John 21:22 Jesus said to him, “If it is my will …”
This brings us to the important reality of God’s providential will. We must stop and ponder the power of Jesus’ words here. This is the Word of God—the One who created, sustains, and purposes all things according to His perfect will. I don’t want us to miss what Jesus is trying to do for Peter here. It is what God did for Job, too. God is reminding the created of the providential rule of the Creator. Oh, how we need this reminder, too. In our sin, mankind has been guilty of thinking we can give God counsel and/or cause God to follow our will. We must know and embrace the reality of God’s providence and honor Him as the One who is over all things.
Understand this: When God acts, He does so only because He willfully and independently chooses to act, according to His own nature, predetermined plan, and good pleasure. He decides to do whatever He desires, without pressure or constraint from any outside influence. God’s word says this to us again and again:
Hebrews 1:3 tells us that Christ “… upholds the universe by his word of power."
In Colossians 1:17, Paul says of Christ that "… in him all things hold together." Such teaching is also affirmed by Paul when he says, "In him we live and move and have our being …" (Acts 17:28).
God continues to give us breath each moment. Elihu says of God, “If he should set his heart to it and gather to himself his spirit and his breath, all flesh would perish together, and man would return to dust” (Job 34:14-15; cf. Ps. 104:29).
In Ephesians 1:11, Paul says that God "… works all things according to the counsel of his will.”
It is God’s providence to fulfill His plan, and it is our job to joyfully and faithfully follow Him in obedience to His will. This is Jesus’ simple yet potent charge to Peter as a follow-up to his rebuke. He simply says in John 21:22, “… You follow me!”
He is saying, “What I ordain to happen to John is my decision and right, and it is not your concern, but what you are to focus on is following me.” This is a massive lesson and a much-needed reminder to us who are God’s people and to those who are studying this passage.
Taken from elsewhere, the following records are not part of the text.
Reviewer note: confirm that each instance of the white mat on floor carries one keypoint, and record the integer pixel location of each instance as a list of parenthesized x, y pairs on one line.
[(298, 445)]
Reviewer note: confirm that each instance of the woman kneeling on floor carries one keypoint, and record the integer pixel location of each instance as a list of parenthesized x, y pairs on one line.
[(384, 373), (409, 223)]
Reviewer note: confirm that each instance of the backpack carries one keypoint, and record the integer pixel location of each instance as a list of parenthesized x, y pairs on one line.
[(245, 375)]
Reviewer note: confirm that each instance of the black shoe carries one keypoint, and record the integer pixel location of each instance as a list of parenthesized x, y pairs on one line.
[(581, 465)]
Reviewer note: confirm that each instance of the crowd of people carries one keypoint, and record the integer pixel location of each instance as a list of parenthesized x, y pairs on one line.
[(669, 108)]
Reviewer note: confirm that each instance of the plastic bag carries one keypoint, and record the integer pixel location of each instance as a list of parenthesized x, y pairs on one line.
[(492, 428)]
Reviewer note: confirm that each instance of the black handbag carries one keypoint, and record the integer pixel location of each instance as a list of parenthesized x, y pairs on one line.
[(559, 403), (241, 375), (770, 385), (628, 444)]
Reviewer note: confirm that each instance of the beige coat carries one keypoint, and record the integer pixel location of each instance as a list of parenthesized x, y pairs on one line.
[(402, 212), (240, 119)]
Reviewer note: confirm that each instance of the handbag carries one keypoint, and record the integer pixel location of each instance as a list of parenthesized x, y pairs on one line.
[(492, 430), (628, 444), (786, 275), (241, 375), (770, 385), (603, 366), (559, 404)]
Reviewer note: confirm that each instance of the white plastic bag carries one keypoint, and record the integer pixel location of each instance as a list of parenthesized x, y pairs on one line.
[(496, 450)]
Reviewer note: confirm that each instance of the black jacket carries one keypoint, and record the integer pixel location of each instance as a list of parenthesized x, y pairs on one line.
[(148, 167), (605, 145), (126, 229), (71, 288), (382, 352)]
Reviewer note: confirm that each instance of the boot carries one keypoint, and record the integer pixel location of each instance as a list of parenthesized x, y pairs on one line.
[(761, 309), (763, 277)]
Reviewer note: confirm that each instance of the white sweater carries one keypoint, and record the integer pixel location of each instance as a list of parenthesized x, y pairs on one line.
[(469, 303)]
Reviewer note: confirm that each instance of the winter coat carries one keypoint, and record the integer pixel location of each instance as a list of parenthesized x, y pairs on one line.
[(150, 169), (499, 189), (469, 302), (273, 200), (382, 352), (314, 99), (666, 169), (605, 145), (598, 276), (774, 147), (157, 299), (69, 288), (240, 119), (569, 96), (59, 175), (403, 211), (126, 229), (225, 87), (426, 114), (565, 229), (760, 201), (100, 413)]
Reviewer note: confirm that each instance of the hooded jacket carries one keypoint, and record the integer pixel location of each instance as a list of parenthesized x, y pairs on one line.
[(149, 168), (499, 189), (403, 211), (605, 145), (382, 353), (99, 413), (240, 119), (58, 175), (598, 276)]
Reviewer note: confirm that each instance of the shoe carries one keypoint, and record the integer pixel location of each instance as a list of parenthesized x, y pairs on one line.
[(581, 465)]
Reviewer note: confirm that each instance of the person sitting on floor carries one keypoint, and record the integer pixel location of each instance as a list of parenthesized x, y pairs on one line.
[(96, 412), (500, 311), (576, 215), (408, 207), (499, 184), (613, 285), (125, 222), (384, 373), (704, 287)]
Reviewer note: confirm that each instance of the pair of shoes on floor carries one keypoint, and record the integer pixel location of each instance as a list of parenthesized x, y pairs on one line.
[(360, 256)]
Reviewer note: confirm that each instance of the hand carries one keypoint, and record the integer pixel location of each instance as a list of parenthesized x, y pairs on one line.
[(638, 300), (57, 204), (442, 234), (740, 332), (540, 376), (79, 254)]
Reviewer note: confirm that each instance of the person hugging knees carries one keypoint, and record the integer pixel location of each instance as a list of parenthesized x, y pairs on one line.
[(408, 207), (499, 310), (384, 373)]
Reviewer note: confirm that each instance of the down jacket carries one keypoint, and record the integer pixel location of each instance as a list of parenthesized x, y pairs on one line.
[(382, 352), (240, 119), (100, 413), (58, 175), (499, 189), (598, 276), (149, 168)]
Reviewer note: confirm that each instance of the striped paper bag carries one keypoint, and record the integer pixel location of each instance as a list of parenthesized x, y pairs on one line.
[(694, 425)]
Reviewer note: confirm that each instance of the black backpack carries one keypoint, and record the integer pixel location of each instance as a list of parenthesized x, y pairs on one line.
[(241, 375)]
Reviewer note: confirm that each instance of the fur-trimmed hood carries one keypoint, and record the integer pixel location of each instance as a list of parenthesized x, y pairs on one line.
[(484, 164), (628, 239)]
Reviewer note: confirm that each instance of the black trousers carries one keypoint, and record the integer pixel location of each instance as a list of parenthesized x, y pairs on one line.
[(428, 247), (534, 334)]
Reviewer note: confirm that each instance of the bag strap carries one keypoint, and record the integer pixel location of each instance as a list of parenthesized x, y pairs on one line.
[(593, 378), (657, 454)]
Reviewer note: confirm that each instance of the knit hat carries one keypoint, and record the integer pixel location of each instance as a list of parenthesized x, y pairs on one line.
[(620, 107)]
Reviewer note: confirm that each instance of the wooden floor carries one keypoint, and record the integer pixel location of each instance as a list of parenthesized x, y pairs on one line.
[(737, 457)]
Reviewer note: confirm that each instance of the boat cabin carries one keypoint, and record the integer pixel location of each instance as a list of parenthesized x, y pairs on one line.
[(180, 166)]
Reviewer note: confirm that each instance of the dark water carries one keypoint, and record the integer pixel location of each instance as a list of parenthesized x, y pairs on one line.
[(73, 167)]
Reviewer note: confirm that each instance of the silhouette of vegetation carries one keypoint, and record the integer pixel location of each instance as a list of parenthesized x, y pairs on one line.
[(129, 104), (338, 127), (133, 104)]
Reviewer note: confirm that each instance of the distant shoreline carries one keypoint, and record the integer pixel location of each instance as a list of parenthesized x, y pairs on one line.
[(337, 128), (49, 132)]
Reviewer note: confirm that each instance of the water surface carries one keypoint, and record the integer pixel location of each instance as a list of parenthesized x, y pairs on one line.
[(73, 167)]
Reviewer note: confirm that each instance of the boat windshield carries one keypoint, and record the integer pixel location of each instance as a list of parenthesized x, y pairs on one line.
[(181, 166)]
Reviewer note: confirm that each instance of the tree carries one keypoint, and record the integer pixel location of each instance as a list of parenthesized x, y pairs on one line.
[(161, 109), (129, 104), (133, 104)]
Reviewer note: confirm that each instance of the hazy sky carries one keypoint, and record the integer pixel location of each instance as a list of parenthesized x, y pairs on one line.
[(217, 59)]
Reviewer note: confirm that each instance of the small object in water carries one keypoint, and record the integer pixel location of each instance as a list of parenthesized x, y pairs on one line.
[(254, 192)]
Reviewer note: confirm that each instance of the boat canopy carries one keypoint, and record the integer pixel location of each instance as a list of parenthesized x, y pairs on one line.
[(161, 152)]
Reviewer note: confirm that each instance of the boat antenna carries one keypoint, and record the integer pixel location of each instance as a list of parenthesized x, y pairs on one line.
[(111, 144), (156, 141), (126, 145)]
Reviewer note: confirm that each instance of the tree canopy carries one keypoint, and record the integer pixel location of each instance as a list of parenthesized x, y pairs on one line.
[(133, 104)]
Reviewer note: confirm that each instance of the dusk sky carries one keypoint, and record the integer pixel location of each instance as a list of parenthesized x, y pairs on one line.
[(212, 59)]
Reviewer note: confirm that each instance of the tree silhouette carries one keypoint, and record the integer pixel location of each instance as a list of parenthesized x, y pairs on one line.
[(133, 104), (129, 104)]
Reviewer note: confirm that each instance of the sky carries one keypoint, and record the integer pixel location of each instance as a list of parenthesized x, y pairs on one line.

Because we, too, are regularly guilty of worrying about what will happen or what we think should happen and not concerned enough with leaving that up to God and focusing on the mission that God has given us to live out.
Brother and sister in Christ, are you worrying about what tomorrow will bring? Are you working to make things go your way? Are you busy telling God how He should act? Are you constantly thinking about others and what they need to do and not do instead of doing the one thing the Lord has saved you and called you to do—to follow Him?
“If anyone would come after me, let him deny himself and take up his cross daily and follow me” (Luke 9:23).
This is such a central charge of Jesus for His disciples. We, who are His disciples today, must stop and consider with urgency: What does it look like to follow Him?
It is sin to get caught up in looking left or right, and looking for fair, or worrying about what someone else has, or what you don’t have. It is coveting. It is greed. It is selfishness. It is no being thankful to God for His amazing grace. Instead, let us say with James, “If the Lord wills, we will live and do this or that” (James 4:15).
This last scene of Jesus in the Gospel of John is Him with His disciples reorienting them and preparing them for what is to come. John doesn’t give us a view of Jesus’ ascension or the beginning work of the Church. But what we do have is poignant and potent for us, still today.
The last words of Jesus in the Gospel of John are to His disciple. He says, “…You follow me!” (John 21:22). It is a fitting word for each of us today: “You follow me!”